25 Best Werewolf Movies Ever Made

5. The Company Of Wolves

An American Werewolf in London Hospital Scare
ITC Entertainment

The story of Little Red Riding Hood and the big bad wolf has been a reference point for countless later works of werewolf fiction. Many of them, like the glossy but blank 2011 film Red Riding Hood from Twilight director Catherine Hardwicke, simply fail to land. The mix of fairytale imagination and adult horror was absolutely nailed, though, by this 1984 film adapted from the feminist revisionist fairytales of Angela Carter.

Not a single reworking of Red Riding Hood with werewolves, The Bloody Chamber instead weaves together several inventive versions of the story with different perspectives and different outcomes, whether showing the perils of young women in a world of savage masculinity or women turning the tables with their own animalistic side.

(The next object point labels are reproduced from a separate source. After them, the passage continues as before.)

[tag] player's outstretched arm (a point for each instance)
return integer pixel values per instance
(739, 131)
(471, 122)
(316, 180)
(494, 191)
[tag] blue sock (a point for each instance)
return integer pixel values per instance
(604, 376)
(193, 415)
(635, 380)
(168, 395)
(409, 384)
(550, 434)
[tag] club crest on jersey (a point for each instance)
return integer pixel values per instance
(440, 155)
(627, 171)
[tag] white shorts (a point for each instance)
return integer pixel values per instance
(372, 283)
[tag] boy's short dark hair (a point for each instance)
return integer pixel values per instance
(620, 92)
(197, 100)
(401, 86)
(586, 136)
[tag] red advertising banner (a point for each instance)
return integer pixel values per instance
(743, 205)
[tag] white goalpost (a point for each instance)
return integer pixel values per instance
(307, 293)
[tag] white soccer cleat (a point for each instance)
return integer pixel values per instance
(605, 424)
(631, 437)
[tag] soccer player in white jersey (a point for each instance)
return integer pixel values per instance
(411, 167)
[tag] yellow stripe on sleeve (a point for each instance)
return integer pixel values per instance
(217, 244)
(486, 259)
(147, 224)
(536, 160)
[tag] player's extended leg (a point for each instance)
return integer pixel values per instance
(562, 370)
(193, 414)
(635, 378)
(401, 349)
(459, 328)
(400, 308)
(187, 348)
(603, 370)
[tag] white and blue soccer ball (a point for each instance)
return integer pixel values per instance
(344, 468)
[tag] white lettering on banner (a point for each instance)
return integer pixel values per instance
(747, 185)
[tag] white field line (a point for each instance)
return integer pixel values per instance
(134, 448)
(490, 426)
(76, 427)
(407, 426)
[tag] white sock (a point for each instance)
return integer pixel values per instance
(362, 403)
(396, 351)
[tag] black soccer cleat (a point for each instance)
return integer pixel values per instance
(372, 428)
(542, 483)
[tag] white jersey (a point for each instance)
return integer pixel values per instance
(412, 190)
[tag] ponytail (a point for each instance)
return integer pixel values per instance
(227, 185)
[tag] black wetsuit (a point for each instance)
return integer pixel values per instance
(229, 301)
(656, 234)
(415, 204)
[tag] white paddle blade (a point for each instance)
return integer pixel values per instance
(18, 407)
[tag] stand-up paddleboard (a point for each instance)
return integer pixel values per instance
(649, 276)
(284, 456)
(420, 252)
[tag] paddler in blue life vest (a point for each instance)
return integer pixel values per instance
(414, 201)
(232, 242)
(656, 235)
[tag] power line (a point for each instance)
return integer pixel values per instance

Director Neil Jordan, who would return to a similar lushly gothic territory with Interview With The Vampire, gives the whole movie a woozy dreamlike atmosphere and an eerie stylishness.

The Company Of Wolves is packed with bold and occasionally nightmarish imagery that will stay with you long after the fact. It really stretches its relatively limited budget with lavish costume scenes and imaginative effects like the wolf seeming to force itself out from inside the huntsman, pushing its lupine jaw through his open mouth.